Your submission qualifies him for church leadership, in the eyes of the Lord, not in the eyes of congregants, or the church (as we call it) or supporters or cheer leaders. (I Timothy 3:4,5).

Your loyalty should lie with building your home not the outside world (e.g. projects, work, parents, relatives and friends), isn’t it? If both your home and your outside world are on fire, and you are without any help, I suggest that you start to extinguish the fire in your home first.

NB : Most husbands still divorce wives over allegations of disrespect, non-submissiveness and rebelliousness. Maybe its about time we pay attention to this respect issue.

I have come to realise as a marriage counsellor that resisting your husband’s decisions and criticising them ultimately negatively affects his morale. I have also come to the conclusion that most husbands need to be praised, period!
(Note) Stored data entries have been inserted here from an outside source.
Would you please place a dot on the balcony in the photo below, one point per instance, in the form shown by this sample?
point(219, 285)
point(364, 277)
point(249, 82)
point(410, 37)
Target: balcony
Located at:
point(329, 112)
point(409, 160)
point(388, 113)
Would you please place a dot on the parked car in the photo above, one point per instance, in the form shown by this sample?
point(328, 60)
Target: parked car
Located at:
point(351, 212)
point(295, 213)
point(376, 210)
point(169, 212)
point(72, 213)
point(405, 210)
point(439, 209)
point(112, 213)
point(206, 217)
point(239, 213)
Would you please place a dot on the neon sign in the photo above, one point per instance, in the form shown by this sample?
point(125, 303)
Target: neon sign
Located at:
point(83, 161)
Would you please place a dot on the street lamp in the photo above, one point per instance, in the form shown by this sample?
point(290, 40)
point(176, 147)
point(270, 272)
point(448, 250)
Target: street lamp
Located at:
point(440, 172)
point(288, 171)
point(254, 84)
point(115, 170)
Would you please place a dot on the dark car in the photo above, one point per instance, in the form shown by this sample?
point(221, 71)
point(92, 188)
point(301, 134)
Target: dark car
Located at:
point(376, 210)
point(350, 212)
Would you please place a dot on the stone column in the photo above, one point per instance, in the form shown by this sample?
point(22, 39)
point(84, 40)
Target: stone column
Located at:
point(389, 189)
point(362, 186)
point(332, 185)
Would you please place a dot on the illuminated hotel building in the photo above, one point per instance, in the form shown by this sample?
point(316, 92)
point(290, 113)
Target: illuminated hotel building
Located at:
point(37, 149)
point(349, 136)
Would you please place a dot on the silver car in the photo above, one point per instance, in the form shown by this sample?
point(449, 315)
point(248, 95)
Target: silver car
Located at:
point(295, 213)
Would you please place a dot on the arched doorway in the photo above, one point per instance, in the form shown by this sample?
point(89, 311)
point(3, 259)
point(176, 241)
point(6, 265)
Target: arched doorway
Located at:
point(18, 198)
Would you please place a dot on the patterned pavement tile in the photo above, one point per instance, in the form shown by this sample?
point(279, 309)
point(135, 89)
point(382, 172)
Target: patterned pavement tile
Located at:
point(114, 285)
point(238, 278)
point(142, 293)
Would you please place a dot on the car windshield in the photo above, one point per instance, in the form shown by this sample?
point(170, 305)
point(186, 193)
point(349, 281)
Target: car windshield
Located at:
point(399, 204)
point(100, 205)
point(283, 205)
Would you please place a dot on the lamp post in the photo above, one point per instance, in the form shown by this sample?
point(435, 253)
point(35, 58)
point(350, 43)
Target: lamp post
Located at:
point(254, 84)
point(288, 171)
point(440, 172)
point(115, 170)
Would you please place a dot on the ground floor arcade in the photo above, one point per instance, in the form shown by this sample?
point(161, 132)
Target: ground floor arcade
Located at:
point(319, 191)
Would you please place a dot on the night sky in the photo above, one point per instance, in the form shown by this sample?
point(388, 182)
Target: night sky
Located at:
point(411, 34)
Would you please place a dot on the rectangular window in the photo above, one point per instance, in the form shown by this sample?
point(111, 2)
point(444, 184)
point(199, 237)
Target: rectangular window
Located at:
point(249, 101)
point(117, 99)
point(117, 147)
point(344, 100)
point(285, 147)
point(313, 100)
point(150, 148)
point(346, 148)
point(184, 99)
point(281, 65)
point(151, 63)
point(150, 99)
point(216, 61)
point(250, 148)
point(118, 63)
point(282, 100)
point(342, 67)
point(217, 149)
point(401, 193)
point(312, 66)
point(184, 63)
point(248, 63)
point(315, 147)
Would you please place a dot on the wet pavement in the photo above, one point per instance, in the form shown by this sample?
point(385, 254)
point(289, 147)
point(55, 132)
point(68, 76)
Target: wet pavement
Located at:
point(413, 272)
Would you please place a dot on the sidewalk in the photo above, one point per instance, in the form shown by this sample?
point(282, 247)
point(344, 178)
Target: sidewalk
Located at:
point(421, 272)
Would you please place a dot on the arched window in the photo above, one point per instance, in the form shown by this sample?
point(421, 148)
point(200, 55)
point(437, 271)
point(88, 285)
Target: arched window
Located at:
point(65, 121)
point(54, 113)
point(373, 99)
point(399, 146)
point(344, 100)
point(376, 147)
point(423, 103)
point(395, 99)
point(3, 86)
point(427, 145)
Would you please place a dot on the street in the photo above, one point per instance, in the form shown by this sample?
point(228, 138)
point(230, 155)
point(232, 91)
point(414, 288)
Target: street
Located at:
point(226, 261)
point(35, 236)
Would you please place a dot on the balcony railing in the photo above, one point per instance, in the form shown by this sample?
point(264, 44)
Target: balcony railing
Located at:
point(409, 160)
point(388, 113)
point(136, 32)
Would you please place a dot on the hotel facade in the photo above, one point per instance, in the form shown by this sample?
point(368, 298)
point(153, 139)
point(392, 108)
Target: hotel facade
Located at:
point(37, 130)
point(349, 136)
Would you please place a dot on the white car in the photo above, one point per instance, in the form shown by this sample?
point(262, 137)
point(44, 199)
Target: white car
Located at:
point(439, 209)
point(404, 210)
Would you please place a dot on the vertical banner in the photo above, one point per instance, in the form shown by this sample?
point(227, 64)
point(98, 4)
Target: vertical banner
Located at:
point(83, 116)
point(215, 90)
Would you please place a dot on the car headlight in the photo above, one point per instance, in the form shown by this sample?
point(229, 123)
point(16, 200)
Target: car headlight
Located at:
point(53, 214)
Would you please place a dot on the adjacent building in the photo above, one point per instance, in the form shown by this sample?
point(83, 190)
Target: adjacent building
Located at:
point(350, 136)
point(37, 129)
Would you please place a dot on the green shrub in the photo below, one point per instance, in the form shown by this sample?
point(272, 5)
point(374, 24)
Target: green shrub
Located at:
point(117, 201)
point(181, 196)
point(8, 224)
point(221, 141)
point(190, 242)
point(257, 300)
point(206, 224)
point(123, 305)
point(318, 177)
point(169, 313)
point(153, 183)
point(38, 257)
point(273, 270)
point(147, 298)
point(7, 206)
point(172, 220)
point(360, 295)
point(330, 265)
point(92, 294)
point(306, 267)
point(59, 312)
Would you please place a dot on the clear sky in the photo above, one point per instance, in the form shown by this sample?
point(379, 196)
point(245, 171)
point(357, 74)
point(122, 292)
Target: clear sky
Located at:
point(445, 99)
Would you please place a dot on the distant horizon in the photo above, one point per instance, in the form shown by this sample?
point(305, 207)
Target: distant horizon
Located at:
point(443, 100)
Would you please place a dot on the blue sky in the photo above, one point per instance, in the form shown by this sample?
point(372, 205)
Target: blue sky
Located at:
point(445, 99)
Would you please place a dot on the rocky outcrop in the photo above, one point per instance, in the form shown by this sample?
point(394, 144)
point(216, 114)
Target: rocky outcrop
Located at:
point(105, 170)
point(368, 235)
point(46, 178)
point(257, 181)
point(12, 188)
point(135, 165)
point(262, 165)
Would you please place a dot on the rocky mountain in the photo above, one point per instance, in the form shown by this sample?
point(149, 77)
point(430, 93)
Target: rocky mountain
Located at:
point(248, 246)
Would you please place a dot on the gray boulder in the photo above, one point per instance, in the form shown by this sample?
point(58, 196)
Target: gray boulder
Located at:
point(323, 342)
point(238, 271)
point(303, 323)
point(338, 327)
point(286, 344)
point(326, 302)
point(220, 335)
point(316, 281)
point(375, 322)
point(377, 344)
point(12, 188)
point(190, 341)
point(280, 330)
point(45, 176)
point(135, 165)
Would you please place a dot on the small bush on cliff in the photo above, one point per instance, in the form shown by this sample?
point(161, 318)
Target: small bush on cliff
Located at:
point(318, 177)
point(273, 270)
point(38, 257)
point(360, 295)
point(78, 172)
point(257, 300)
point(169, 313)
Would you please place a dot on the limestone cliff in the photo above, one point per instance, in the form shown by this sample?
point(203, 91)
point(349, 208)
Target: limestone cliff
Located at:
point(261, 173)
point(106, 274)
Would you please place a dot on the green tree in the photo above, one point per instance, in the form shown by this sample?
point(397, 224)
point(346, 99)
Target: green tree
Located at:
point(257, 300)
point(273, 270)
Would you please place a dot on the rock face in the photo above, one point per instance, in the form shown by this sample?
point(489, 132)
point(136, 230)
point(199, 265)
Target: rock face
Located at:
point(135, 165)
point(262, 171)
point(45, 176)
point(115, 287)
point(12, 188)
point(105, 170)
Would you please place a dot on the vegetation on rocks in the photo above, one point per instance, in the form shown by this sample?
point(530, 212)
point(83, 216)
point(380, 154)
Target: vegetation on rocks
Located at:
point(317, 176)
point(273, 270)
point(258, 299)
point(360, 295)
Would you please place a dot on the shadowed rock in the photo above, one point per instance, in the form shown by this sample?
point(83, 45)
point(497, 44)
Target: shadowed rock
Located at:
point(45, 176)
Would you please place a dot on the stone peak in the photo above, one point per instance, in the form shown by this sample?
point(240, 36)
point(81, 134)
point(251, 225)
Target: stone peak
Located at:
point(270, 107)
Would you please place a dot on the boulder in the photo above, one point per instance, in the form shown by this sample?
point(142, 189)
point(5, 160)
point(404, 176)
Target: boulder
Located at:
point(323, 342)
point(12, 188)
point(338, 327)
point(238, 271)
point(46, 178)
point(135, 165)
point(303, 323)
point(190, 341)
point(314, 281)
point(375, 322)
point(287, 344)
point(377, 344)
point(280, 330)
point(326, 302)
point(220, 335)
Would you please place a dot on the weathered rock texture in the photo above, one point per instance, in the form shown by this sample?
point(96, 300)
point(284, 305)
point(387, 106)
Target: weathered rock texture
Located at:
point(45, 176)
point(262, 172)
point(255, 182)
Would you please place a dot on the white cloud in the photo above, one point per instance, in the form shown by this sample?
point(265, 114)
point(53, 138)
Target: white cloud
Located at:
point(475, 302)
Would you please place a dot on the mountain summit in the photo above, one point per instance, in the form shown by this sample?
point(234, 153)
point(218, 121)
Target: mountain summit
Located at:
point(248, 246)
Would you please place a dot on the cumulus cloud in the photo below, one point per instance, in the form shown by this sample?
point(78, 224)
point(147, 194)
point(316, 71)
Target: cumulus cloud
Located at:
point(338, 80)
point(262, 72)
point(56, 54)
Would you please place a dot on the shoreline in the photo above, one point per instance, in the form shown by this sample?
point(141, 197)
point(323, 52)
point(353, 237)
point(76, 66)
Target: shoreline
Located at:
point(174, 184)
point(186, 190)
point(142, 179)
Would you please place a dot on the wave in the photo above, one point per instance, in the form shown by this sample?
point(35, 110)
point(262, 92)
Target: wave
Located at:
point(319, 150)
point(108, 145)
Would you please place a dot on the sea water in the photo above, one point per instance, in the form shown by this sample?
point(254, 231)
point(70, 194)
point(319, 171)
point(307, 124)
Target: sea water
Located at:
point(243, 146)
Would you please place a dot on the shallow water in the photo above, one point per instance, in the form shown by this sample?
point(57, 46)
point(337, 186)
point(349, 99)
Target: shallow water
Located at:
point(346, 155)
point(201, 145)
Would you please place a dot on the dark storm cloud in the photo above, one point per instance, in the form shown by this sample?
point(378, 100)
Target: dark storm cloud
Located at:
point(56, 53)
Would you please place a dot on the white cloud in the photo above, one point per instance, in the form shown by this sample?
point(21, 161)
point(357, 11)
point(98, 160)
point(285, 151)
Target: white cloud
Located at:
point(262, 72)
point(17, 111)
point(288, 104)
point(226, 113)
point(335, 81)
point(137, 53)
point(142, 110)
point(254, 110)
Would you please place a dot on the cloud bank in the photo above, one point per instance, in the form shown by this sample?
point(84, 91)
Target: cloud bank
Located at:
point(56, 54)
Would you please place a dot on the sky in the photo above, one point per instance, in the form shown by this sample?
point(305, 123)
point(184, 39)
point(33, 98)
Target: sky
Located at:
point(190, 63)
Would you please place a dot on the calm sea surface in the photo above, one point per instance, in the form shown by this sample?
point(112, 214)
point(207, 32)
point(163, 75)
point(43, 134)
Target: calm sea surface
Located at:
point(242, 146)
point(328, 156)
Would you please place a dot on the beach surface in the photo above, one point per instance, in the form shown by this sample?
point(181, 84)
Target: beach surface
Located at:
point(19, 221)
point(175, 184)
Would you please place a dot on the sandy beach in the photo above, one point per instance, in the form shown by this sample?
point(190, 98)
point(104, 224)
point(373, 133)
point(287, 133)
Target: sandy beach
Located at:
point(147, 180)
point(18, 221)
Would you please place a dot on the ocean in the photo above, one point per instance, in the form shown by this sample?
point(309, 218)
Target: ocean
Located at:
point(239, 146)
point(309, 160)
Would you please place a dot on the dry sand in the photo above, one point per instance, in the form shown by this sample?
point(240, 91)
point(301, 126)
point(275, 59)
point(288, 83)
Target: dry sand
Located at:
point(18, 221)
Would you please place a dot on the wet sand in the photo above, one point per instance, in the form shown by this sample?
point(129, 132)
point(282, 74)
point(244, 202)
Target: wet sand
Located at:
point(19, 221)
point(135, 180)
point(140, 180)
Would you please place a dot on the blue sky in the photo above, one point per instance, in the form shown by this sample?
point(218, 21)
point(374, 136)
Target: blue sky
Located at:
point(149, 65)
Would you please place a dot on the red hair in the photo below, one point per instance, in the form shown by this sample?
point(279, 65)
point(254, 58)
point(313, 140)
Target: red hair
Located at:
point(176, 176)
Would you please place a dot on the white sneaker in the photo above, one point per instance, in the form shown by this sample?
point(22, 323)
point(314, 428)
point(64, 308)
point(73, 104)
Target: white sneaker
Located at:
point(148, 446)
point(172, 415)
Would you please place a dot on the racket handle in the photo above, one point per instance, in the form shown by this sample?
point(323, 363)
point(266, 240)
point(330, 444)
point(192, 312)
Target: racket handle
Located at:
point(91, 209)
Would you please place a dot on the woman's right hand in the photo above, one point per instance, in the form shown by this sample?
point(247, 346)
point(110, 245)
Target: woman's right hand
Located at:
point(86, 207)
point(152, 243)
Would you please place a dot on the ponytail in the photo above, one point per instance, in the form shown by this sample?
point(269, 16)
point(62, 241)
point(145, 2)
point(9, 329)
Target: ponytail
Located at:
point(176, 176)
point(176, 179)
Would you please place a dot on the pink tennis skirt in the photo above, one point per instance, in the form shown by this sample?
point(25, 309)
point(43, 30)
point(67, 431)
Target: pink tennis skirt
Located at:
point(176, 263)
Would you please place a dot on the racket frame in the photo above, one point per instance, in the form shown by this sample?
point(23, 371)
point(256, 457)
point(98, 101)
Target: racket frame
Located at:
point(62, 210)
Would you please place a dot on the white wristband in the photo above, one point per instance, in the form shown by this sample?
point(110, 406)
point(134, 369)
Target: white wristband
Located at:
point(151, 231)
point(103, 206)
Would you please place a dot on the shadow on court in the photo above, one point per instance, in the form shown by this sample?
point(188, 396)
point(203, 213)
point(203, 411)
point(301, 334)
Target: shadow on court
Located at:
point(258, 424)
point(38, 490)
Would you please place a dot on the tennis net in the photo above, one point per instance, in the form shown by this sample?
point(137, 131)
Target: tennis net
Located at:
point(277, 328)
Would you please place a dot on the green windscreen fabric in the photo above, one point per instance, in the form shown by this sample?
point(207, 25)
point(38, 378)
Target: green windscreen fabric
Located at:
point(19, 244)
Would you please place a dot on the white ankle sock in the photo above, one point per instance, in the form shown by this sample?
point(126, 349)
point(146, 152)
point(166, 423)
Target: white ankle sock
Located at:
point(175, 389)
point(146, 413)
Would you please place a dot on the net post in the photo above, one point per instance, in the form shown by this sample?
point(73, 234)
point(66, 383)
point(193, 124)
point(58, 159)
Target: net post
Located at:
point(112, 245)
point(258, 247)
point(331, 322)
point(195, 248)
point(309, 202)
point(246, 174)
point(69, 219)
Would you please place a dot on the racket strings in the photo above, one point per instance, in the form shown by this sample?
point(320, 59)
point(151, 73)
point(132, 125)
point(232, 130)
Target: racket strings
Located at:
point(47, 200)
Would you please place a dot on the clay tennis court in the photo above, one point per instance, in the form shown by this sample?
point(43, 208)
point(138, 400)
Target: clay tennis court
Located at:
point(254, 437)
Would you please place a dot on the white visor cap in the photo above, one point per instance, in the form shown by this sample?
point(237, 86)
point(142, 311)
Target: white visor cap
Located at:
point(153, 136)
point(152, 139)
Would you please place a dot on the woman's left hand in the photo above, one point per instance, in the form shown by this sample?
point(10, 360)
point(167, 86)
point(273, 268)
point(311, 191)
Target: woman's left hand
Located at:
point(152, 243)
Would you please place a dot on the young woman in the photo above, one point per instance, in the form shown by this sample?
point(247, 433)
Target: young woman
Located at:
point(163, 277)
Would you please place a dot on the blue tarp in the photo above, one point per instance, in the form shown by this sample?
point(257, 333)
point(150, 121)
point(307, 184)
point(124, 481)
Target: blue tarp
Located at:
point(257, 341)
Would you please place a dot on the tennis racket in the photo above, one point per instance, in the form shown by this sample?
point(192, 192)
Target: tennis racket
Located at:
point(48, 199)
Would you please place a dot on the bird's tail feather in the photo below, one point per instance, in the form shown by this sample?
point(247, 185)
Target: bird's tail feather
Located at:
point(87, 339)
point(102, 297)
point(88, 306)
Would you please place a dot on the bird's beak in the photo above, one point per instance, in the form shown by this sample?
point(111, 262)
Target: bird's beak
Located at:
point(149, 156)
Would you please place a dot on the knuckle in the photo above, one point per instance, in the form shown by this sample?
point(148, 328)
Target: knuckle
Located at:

A husband is more likely to be careful with his next decision if he was praised last time when he went wrong. This does not suggest to you to watch your house burn and do nothing, but it encourages you to trust your husband’s leadership, without which I doubt if he will vouch that you respect him.

Ladies, I request that you honestly answer yourself on the following questions: if your answer is in the affirmative, please review your stance and change your ways before it’s too late –

Do you think that having “a quiet and a gentle spirit” as a wife (I Peter 3:1) is a waste of time for your marriage? Do you resist most of your husband’s decisions? Would you honestly say there were occasions where you took him for granted in that you crushed his spirit with words and with what you did? Do you think you are taking most home matters into your own hands? Does he show that you are intruding when you do that and doe she even surrender more responsibility to you? Are you your husband’s conscience? Have you resisted him physically because of how he looks? Do you find yourself repeatedly tell your husband to perform a domestic chore and he does not do it? Do you think how you respond or react to your husband affects his sense of self-worth negatively? Is your husband ’self-confidence dropping since you have been with him?

Conclusion

Remember that a husband who grew up with a father that did not display husbandhood to your mother grew up without a father and husband figure. He is still in a class learning how to operate in the field. It might be best to leave him room to make mistake and not judge him.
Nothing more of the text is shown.